At the start of the playoffs, I didn’t have much care about who made it this year. I didn’t have favorites so much as I felt like I had teams to root against. I wanted the Rangers’ one-run luck to become apparent. I wanted the Blue Jays out to spite the fans of Western Canada that fill the seats at Safeco. I couldn’t root Cleveland because the Mariners should have an intense rivalry with them after 1995 and 2001, but somehow don’t. Not that the Indians were really desirable anyway due to the Corey Kluber Cy Young and Chief Wahoo’s continued existence. Baltimore? I didn’t really have a strong feeling about them but I could probably work myself into some annoyance if I think long enough about the Erik Bedard trade. Lastly on the A.L. side, while I didn’t want the Red Sox to win the World Series, I didn’t think that Red Sox fans would become appreciably worse if they did win it, so that made them maybe the “best of five evils.”
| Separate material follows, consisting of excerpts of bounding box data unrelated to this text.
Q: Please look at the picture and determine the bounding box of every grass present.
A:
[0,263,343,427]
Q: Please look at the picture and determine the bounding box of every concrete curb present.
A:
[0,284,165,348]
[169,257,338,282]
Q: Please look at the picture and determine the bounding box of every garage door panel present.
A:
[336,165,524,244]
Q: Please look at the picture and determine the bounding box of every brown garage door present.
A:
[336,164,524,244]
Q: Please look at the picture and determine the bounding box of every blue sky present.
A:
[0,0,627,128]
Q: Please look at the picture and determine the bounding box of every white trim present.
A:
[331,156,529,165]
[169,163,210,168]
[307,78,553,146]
On the National League side, I wanted the Nationals to lose so it didn’t leave the Mariners as the only team to never make the World Series. The Giants have had an embarrassment of World Series riches over the last several years and may be getting too big for their britches, though I like their radio broadcast team. The Dodgers’ payroll surpassed the Yankees this year, and that’s never a thing I feel good about rooting for. I can’t say I have strong feelings about the Mets, so I suppose they would have been fine except they lost the opener to the Giants. The Cubs, well, I have a family affinity for the Cubs and I always liked Ryne Sandberg as a kid, but I’ve long predicted that the moment the Cubs take the Series, fans will come pouring out of the woodwork like Red Sox fans did in 2005, and I don’t care to be associated with that. Even aside from that, there are serious Aroldis Chapman problems there that just haven’t been addressed to my liking.
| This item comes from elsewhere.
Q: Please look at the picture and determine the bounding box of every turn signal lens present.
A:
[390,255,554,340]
Was I rooting for the Cubs in the World Series? Yeah, I was, and probably the best part of that story for me is the retirees who are just getting to enjoy a Cubs championship for the first time. But did I feel 100% good about it? Not with Chapman on the mound, and not with Cubs fans showing up in Cleveland for Game 7 like they were Blue Jays fans coming down out of Canada for their series with the Mariners. I like Anthony Rizzo and Kris Bryant and especially Ben Zobrist, who drove in the go-ahead run in the 10th, but I don’t think I can quite get over supporting a team that features a known domestic abuser.


I should take that back because I’m in deep enough with the Mariners that I would do it anyway, but I hope that the Mariners never test me (again) on that, and I hope that the players on the M’s current roster treat people with the respect they deserve.


Could I have rooted for Cleveland? I suppose. Their team was fun. Rajai Davis and Coco Crisp are entertaining players. Francisco Lindor is great, Kluber is not a pitcher who is undeserving of awards (even if I want Felix Hernandez to win all of the awards for all of time), and Terry Francona was willing to push the envelope on bullpen usage, using Andrew Miller in ways that may advance the play of baseball for the future. Aside from that, not winning the World Series since the ‘40s is still compelling and I have a few friends who are Cleveland fans and I could root in their interests. Ultimately, though, the biggest strike I had with them is the continued use of Chief Wahoo as a logo and some of their fans’ use of that logo as an excuse to paint their faces red like the caricature. They really need to clean that up.


In a way, it seemed to me that the Cubs were the team of choice for most everyone who pays only passing attention to baseball, and that Cleveland was the team of choice for people who are contrarian by nature. Given that, I guess I fit better into the “Go Cubs” camp, if only because contrarians tend to be smart but maybe want to show it off too much for my liking.


In any event, we got to witness one hell of a Game 7 in Cleveland last night. It was a beautiful season finale, and maybe baseball will be better for it; maybe the Mariners can pick up a few more fans for 2017.